Müslüman medeniyetini tanımaları ve dillere hakim olmaları nedeniyle, Osmanlı İmparatorluğu ile Batı arasında düşüncelerin aktarılmasında drogmanlar kilit rol oynamış, böylece Osmanlı İmparatorluğu tarihinde önemli bir yere sahip olmuşlardır.
Türkceye çeviren Burçak FAKIOĞLU, Instructor, Department of Translation and Interpretation, Bilkent University.
[i] ORHONLU, Cengiz. ‘Tercüman’, İslam Ansiklopedisi (İstanbul: MEB, 1993), 175., p. 176, cité par POLATCI, Osmanlı diplomasisinde oryantalist memurlar (Osmanlı belgeleriyle diloğlanları ve tercümanlar). p. 42
[ii] Balyos İtalyanca kökenli bir kelimedir. Bailo geçmişte Avrupa devletlerinin konsoloslarına verilen addı, ancak özellikle Babı-ı Ali’deki Venedik Cumhuriyeti’nin temsilcilerini tanımlarken kullanılıyordu. Venedik’in ilk bailo’su Osmanlı İmparatorluğunda imzalanan anlaşmayşa 1454’de seçildi.
Daha sonra, bu terim diğer ülkelerin büyükelçileri ve temsilcileri için de kullanıldı.

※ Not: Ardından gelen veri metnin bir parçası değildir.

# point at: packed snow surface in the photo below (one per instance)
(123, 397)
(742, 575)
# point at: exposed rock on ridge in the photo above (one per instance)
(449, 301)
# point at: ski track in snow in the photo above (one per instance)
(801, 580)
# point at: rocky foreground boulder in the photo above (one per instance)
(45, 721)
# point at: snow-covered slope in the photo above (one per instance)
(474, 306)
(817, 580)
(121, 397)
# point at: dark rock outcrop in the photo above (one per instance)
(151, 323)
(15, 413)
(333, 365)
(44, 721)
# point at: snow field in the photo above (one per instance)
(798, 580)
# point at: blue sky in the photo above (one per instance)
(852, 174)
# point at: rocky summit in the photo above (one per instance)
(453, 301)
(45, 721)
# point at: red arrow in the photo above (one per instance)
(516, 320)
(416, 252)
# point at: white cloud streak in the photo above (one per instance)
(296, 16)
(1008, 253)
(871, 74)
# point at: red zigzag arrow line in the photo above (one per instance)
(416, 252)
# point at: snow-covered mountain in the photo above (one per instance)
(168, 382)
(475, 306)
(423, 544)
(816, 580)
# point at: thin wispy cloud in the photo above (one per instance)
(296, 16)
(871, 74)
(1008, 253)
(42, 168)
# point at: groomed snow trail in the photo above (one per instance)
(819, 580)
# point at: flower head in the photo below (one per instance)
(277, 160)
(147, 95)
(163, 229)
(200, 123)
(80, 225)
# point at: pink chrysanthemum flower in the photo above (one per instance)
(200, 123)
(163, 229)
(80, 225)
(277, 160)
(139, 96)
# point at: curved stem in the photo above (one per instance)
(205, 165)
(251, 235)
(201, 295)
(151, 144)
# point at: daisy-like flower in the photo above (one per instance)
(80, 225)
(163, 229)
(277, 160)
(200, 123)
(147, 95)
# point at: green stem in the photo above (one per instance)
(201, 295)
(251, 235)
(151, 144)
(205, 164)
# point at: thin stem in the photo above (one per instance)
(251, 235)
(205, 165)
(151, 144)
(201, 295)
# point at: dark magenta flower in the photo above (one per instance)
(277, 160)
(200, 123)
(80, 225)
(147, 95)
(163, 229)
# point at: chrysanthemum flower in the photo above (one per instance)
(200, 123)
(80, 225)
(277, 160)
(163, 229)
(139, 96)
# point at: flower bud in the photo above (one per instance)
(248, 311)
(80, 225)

[iii] 1535’de, I. François Kanunî Sultan Süleyman’la nir anlaşma gerçekleştirdi. Aynı sene, Fransa’nın ilk büyükelçisi Konstantiniyye’ye yerleşti.
[iv]Günümüz Almancasında « Dolmetscher » sözcüğü konferans çevirmenleri için kullanılmaktadır.
[v] KINLI. p. 83, POLATCI tarafından alıntı yapılmıştır, Osmanlı diplomasisinde oryantalist memurlar (Osmanlı belgeleriyle diloğlanları ve tercümanlar). p. 41-42
[vi] Levanten : Doğu Roma ya da Osmanlı Romalılarının oluşturduğu toplulukların tümünü tanımlamak için yüzyıllarca kullanılan terim.
[vii] Osmanlı Türkçesinde ‘’yeniden düzenleme’’ anlamına gelen ‘’Tanzimat dönemi’’ 1839-1876 yılları arasındaki dönemi temsil eder.
[viii] Osmanlı İmparatorluğu’nda, Reis-ül küttâb Dışişleri Bakanlığı görevlerini yürütüyordu.
[ix] Galata’da Müslüman olmayan kişiler Magnifica Comunità di Pera adıyla bilinen bir konsey bünyesinde toplanıyorlardı
[x] Galata’nın Romalı aileleri: Navoni, Grillo, Olivieri, Fornetti, vb.
[xi] Kapusenlerin dil öğrencileri okulu.
[xii] Daha sonra bu okul Paris’e taşındı ve günümüzde INALCO (Institut National des Langues et Civilisations Orientales) adıyla biliniyor.
[xiii] Üç dil.
[xiv] Beratlı sözcüğü berât ya da brevet sözcüklerinden türetilmiş. Berat rütbesi, çevirmenlere kapitülasyonlarca tanınan ticari ve vergi ayrıcalığı tanıyordu.